The bills were piling up, so my husband had to return home, alone, and leave me in Boston, under the care of my sister, who had taken three weeks off work to care for me while I recovered. All of her expenses came out of her pocket; she never got reimbursed for anything.
I was lucky. I had friends and family who stepped in and held fundraisers for us to help with medical and living expenses. Without that help, we would have lost everything.

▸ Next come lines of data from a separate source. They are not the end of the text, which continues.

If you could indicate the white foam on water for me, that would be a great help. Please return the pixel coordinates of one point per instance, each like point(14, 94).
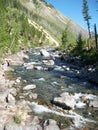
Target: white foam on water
point(78, 120)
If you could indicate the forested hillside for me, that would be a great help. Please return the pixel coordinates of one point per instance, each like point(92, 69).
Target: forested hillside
point(16, 33)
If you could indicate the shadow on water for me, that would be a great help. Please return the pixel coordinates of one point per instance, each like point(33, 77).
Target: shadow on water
point(53, 80)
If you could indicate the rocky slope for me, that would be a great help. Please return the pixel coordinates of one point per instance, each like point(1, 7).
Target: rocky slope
point(54, 21)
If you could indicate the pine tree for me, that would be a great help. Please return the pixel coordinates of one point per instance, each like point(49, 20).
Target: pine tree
point(86, 15)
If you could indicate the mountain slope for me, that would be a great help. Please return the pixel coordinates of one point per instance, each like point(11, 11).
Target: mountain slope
point(54, 21)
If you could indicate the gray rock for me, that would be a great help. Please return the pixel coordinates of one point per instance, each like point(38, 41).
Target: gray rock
point(11, 99)
point(66, 102)
point(29, 87)
point(33, 95)
point(51, 125)
point(38, 67)
point(44, 53)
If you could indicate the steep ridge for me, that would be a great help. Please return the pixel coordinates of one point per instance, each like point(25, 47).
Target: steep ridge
point(51, 19)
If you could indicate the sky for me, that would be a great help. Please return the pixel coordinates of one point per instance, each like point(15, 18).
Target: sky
point(73, 10)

10 years later people assume everything is just great, but the expenses are still there. My surgeon moved from Boston to Houston, so I still have to travel every six months for follow-up appointments. I have to pay for airfare and lodging out of my own pocket. I will always have breathing issues, living with just one lung. I have fatigue related to treatment, and recently I was diagnosed with PTSD as a result of the cancer diagnosis and subsequent treatments. Through help from a good therapist, support from other meso patients, friends and family, I am better equipped to handle the anxiety and PTSD. So there is much more to the cost of a mesothelioma diagnosis than what is on paper.
Like many other asbestos victims, I hired a reputable law firm to represent me, and we were able to settle our suit. Many people wrongly assumed that this makes everything okay. No amount of money can ever replace all I lost.
The first two years of my baby’s life, my career, my health and my lung. My life is irrevocably changed since that day in November 2005.
I’ve worked hard to make my life what it is today, but the innocence is lost, the uncertainty of life is never far from my thoughts. The fact that things can, and do, change in an instant is something I’m intimately familiar with.
Asbestos robbed me and thousands upon thousands of other innocent people of that life we dreamed of – and for what? Corporate greed. Money. No product should be used that has been known for decades that it kills people. There are other cost-effective substitutes on the market that don’t endanger the lives of people working with or around it.
There is no known safe level of exposure to asbestos, and as long as it is still legal and lethal in the US, I will continue my efforts to change the laws around using this deadly mineral, working toward a ban.